Definition: Identify PII spans within a sample (both input and output). The current model detects the following precisely defined categories:

  • Account Information: Bank account numbers, Bank Identification Code (BIC) and International Bank Account Number (IBAN).

  • Address: A physical address. Must contain at least a street name and number, and may contain extra elements such as city, zip code, state, etc.

  • Credit Card: Credit card number (can be full or last 4 digits), Card Verification Value (CVV) and expiration date.

  • Date of Birth: This represents the day, month and year a person was born. The context should make it clear that it’s someone’s birthdate.

  • Email: An email address.

  • Name: A person’s full name. It must consist of at least a first and last name to be considered PII.

  • Network Information: IPv4, IPv6 and MAC addresses.

  • Password: A password.

  • Phone Number: A phone number.

  • Social Security Number (SSN): A US Social Security Number.

  • Username: A username.

Calculation: We leverage a Small Language Model (SLM) trained on proprietary datasets.
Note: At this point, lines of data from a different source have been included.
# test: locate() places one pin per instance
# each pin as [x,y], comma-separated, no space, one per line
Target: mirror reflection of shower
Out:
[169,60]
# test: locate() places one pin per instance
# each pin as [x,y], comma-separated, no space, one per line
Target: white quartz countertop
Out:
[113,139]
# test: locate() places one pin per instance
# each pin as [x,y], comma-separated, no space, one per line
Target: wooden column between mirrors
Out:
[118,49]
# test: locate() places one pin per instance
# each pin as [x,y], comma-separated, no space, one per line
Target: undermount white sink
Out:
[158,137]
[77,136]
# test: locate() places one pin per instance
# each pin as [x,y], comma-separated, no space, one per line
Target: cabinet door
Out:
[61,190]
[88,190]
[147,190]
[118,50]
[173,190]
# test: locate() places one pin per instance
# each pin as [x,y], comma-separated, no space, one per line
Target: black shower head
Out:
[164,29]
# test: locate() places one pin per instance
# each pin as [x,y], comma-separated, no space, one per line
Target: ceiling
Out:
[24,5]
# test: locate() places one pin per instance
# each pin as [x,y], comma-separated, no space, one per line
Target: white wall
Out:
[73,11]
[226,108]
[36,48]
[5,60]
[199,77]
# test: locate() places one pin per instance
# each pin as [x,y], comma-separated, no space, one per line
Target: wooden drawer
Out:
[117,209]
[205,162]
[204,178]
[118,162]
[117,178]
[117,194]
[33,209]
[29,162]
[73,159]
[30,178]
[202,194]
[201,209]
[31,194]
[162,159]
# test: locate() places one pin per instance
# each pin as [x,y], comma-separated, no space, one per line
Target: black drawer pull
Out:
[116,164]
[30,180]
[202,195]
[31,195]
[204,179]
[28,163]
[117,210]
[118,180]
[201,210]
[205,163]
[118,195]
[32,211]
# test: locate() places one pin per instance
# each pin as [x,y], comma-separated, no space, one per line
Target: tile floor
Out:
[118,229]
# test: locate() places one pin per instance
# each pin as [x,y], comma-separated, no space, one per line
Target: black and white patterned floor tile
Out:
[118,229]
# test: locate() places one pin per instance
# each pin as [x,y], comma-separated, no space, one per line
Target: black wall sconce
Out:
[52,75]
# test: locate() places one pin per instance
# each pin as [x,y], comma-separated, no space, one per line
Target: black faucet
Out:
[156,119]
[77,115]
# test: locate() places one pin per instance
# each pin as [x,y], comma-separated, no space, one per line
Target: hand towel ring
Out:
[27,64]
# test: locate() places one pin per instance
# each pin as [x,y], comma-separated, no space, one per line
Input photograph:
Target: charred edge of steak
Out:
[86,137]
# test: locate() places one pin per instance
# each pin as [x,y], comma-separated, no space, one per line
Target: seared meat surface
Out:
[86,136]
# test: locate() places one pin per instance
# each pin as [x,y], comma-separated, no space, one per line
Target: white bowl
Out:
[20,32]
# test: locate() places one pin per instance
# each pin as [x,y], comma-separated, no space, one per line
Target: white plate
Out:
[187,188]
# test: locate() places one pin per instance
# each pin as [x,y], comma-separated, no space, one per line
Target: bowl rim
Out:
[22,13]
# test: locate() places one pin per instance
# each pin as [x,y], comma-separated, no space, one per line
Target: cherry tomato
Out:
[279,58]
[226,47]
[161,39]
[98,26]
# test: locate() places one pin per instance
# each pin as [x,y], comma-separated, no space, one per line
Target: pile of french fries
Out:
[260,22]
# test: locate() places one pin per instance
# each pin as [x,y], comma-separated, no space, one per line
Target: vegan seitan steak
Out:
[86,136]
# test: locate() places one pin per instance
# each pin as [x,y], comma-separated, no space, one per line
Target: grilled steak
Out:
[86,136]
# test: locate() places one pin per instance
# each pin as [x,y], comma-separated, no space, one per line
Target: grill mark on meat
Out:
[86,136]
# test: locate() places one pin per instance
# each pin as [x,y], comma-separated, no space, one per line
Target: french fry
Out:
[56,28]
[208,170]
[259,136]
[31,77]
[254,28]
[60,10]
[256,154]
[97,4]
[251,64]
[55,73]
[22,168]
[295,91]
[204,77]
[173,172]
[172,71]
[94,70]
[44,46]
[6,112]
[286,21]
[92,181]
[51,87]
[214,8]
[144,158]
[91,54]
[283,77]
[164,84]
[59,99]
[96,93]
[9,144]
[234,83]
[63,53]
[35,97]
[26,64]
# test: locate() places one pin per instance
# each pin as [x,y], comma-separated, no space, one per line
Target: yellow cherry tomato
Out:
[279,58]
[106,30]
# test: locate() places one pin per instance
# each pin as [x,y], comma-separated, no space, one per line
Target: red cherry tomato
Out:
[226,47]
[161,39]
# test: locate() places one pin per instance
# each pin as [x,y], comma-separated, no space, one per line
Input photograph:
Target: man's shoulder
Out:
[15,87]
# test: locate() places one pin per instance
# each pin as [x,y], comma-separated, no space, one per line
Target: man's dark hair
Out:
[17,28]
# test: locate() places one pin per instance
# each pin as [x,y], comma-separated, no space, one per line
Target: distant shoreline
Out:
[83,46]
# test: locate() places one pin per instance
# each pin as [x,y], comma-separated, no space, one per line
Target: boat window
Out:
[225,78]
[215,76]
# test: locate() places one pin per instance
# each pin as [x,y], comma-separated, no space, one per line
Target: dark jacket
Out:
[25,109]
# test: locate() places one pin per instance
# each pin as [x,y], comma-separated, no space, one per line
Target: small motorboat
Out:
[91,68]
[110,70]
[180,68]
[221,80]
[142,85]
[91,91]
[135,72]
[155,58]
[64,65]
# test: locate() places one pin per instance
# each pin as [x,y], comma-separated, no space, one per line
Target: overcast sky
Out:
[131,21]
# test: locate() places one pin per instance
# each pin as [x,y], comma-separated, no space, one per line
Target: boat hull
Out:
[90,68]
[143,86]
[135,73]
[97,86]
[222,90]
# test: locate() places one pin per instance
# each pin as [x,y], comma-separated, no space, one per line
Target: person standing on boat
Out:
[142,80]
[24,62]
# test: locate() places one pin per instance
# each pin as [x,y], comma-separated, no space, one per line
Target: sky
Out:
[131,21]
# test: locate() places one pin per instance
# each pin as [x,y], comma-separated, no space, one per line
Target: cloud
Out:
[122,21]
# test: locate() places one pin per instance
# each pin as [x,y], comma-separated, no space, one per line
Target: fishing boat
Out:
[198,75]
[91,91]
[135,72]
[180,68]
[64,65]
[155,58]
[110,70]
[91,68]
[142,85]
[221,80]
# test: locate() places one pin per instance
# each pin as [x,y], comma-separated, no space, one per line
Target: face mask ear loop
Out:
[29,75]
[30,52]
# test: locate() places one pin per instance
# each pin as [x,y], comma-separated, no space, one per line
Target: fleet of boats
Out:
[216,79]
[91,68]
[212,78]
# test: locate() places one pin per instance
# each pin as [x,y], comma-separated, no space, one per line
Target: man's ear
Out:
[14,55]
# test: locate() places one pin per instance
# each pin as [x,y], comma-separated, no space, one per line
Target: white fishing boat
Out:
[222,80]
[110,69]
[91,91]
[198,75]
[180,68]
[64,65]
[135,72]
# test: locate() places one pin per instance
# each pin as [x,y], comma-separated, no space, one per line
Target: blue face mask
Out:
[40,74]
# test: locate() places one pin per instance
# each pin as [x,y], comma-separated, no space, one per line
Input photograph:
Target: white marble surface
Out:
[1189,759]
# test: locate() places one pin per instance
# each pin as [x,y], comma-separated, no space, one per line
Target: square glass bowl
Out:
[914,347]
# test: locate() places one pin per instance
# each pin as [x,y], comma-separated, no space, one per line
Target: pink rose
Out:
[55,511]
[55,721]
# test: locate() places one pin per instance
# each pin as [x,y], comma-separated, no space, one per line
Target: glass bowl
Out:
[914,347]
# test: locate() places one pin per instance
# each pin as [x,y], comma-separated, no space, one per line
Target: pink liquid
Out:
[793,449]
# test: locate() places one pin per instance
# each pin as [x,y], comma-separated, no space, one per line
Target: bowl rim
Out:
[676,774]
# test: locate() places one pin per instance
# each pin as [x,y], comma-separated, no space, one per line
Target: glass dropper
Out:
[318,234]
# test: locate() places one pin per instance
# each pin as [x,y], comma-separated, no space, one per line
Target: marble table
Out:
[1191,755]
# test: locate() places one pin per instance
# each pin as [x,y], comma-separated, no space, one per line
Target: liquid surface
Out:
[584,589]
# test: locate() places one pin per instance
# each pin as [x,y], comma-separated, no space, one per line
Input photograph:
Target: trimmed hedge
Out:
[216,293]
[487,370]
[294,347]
Usefulness: Automatically identify PII occurrences in any part of the workflow (user input, chains, model output, etc), and respond accordingly by implementing guardrails or other preventative measures.

Explainability: To highlight which parts of the text were detected as PII, click on the icon next to the PII metric value. The type of PII detected along with the model’s confidence will be shown on the input or output text.